The vast majority of their demographic follows football keenly. Many Sun readers will have experienced huge and dangerous football crowds, brutal policing and shoddy, unsafe stadiums.

In 1989 the paper’s editor published the kind of prejudice they routinely print about travellers, immigrants and strikers only this time it was about a demographic their readers know all too well. Prejudice relies for its power on ignorance. Sun readers are not by and large ignorant about football supporters or the issues they faced at British grounds before Hillsborough. An attempt to blame fans for an event as grotesque as Hillsborough was always going to be hard to carry off.

So why did McKenzie think he could get away with it?

This was the high point of Thatcherism. The police had been given extensive powers to deal with the 1984-5 miners’ strike and after the Tory victory were basking in more than usual licence and political protection. The South Yorkshire Police had been in the forefront of confrontation with strikers. Local government power had been decisively defeated after a poorly-led battle with a few left-Labour councils. By far the biggest stand-off had been between the Thatcher government and Liverpool City Council.

For people like McKenzie the working class people of Liverpool were no more than feckless, commie-supporting skivers. But the South Yorkshire Police were the very epitome of the upstanding Briton the Sun aspired to lead. And just as the tide of history was bringing the upstanding Britons to the surface it was drowning the strike-happy socialists of Liverpool forever. Drunk on Thatcherite hubris McKenzie launched his attack and assumed the “blokes in the pub” would cheer him on.

Kelvin’s defence of the Hillsborough story has wavered along the way but never out of any genuine rethink.
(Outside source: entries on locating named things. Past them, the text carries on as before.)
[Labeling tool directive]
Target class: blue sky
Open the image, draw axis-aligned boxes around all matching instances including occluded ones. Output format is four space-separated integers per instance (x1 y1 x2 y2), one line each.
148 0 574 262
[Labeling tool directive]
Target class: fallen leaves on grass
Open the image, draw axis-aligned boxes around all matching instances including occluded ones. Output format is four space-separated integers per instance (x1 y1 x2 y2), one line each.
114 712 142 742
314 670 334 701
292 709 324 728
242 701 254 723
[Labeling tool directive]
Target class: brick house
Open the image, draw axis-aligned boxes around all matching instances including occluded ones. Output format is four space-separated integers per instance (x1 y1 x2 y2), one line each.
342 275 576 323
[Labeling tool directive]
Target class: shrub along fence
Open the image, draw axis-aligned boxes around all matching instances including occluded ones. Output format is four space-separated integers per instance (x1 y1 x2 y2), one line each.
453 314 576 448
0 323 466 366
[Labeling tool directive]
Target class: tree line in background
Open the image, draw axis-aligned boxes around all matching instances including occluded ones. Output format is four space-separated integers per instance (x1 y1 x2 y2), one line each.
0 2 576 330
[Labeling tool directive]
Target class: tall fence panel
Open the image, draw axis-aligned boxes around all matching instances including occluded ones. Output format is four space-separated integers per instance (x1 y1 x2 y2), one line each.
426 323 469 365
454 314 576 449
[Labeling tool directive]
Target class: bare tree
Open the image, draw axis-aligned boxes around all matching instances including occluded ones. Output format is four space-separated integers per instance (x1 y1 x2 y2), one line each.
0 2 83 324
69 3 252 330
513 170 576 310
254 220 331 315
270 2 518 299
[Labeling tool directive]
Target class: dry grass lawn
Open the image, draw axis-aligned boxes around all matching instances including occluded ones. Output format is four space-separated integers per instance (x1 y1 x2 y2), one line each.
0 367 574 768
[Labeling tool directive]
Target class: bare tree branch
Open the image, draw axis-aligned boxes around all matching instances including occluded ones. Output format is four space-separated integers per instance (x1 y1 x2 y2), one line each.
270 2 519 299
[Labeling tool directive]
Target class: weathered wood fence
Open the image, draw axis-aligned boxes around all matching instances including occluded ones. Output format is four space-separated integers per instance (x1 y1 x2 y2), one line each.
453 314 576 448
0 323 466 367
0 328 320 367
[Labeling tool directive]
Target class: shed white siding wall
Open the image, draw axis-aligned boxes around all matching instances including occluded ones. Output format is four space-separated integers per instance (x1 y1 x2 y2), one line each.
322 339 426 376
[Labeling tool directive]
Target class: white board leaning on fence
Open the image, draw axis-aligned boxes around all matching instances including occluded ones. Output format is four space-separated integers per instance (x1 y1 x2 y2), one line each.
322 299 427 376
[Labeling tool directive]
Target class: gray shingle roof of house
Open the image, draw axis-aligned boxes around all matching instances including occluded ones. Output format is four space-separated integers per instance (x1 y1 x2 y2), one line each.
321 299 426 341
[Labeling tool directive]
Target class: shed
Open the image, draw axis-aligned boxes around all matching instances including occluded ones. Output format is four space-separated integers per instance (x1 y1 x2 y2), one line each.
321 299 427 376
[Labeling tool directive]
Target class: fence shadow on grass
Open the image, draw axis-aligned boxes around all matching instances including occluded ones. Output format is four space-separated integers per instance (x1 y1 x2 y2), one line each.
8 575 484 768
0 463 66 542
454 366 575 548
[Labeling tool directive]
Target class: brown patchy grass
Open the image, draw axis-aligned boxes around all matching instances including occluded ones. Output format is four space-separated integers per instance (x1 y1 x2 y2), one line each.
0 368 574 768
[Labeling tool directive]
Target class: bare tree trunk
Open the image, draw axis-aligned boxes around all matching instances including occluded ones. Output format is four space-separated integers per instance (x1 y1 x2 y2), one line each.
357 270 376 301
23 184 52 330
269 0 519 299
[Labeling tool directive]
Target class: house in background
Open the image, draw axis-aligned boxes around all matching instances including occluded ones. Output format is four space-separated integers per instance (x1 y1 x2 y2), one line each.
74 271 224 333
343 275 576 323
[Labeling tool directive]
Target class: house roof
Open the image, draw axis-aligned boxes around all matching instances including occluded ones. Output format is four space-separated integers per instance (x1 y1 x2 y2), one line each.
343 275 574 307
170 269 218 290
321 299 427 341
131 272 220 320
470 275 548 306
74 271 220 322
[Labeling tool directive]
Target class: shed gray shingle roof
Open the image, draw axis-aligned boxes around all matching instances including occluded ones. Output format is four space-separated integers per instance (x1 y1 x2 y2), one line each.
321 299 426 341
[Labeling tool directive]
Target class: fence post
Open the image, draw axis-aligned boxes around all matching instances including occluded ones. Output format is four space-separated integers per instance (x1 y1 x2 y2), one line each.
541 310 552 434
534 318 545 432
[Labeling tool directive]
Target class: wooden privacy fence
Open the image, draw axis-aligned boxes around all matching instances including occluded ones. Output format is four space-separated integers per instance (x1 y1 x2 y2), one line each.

In 1993 he was forced by Rupert Murdoch [thinking about damage to his business] to appear on BBC Radio to apologise for the front page, calling it “a rather serious error”. The same year he appeared in front of a Commons Select Committee and described it as “a fundamental mistake”, blaming the chief superintendent of South Yorkshire Police and a Tory MP for providing the information. These were not sincere regrets but cynical attempts to overcome a phenomenally successful boycott of the Sun across Merseyside.

Speaking to what he thought was a private audience in 2006 McKenzie revealed that “I only did that (went on ‘World at One’ to apologise) because Rupert Murdoch told me to. I wasn’t sorry then and I’m not sorry now because we told the truth”.

In 2007 McKenzie appeared on BBC’s ‘Question Time’ and refused again to apologise. More than that, he repeated the claim that ticketless fans had been responsible for the disaster. And last week his “profuse apology” was a grudging, cowardly affair, concerned more with passing the blame onto his sources than taking responsibility for his own shameful role.

McKenzie doesn’t matter anymore. Trevor Hicks of the Families Campaign was right to respond to his apology by describing him as “low-life, clever low-life but low-life”. His reputation and ability to promote his poisonous ideas will hopefully never recover. More important is that our class learns the one lesson that could strengthen us long into the future.

What the Sun and papers like it print about immigrants, asylum seekers, strikers and benefit claimants is no more reliable or honest than what it printed about the Liverpool fans in 1989. Like the families we will only get justice when we unite in solidarity with each other to fight for it.